Richard Lewis Spencer (May 3, 1942 – December 27, 2020) was an American funk and soul singer, musician, and teacher. He played tenor saxophone in Otis Redding's band, behind Curtis Mayfield and the Impressions with the Winstons. He was awarded the Grammy Award (R&B Songwriter of the Year 1969) for his composition "Color Him Father". Spencer wrote "Color Him Father" and sang the mega-hit with the Winstons on Metromedia Records. He also led the band during the period during which its drummer, Gregory Coleman, composed and performed the Amen break, the most sampled drum break in music history.

==Early life==
Spencer was a Wadesboro, North Carolina native who, at the ages of 11 and 12, studied classical piano at the famed Beckwith Piano School in Charlotte, North Carolina. At the age of 13, he became the organist and pianist for the late Bishop J.H. Sherman of The Church of God in Christ.

==Music career==
In 1962, Spencer moved to Washington, D.C., where he worked with various bar bands including recording with Leroy Taylor and the 4k's as one of the first acts to sign with historic Shrine Records.

In 1969, Spencer was bandleader for the Winstons, an R&B group from Washington, D.C., whose song "Color Him Father" became a hit. The recording reached No. 4 on the Billboard Hot 100 and No. 1 on the Billboard R&B chart. For the B-side, the Winstons recorded "Amen, Brother", an instrumental interpretation of the gospel standard "Amen". The drum break in the song has become widely known as the Amen break, and has been called "the most sampled song of all time".

Spencer never received royalties for use of the "Amen break" and condemned its sampling as plagiarism. However, in 2015, he said: "It's not the worst thing that can happen to you. I'm a black man in America and the fact that someone wants to use something I created - that's flattering." He nevertheless condemned the way the plagiarism had helped to leave Gregory Coleman, the drummer and original composer of the break, homeless and destitute, leading to Coleman's death on the streets in 2006. In 2015, a GoFundMe campaign set up by British DJ Steve Theobald raised £24,000 (US$37,000) to compensate Spencer for the lack of royalties.

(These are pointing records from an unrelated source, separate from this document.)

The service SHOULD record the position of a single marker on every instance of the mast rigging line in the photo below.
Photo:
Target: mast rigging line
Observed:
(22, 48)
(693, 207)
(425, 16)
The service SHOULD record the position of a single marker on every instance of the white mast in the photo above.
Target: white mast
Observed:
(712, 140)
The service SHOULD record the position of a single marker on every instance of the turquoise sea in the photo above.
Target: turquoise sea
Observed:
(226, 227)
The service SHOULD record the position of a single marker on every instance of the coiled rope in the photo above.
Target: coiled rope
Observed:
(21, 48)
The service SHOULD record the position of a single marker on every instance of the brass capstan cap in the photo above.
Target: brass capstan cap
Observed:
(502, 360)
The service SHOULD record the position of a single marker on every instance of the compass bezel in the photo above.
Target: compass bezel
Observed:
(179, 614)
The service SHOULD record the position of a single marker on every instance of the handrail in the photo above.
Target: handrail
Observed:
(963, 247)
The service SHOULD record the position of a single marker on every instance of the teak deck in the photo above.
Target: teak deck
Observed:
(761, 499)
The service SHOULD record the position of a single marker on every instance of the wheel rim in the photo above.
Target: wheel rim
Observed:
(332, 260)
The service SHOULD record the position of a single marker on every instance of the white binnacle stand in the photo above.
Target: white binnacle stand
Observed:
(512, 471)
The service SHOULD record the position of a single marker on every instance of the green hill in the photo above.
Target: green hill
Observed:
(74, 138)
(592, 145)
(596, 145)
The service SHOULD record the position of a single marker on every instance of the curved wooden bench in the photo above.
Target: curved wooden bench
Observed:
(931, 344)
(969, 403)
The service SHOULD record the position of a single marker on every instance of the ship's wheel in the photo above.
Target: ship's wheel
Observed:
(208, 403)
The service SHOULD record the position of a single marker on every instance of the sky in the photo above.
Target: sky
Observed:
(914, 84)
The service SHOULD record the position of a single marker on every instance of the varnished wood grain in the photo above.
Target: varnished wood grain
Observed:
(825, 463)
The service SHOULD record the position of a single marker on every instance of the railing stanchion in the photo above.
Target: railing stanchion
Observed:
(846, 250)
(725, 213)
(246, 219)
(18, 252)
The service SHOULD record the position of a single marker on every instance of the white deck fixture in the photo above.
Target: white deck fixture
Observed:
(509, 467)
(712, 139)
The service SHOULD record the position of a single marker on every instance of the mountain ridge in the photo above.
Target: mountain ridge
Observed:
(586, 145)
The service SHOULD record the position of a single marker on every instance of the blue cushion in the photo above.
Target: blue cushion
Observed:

Spencer left the music business in 1970. He returned to college to study at the University of the District of Columbia where he received a B.A. in political science and a M.S. in labor management relations. He studied for a M.Ed. at the University of Phoenix and the University of North Carolina, and completed the course work for a Ph.D. at Howard University. Spencer retired from the Washington Metro system in 2000, and became a licensed Baptist Minister and high school teacher in Montgomery County, Maryland. In March 2015, Spencer was selected and received the prestigious "North Carolina Music Hall of Fame" and "DC Legendary Musicians Award".

==Writing==
Spencer published his first novel, The Molasses Tree: A Southern Love Story, in 2003 (Lulu).

==Personal life==
Spencer was separated from Angela Boatright, who co-authored The Heir (Xlibris). He had one son, Richard L. Spencer III.

==Death==
Spencer died on December 27, 2020, at the age of 78.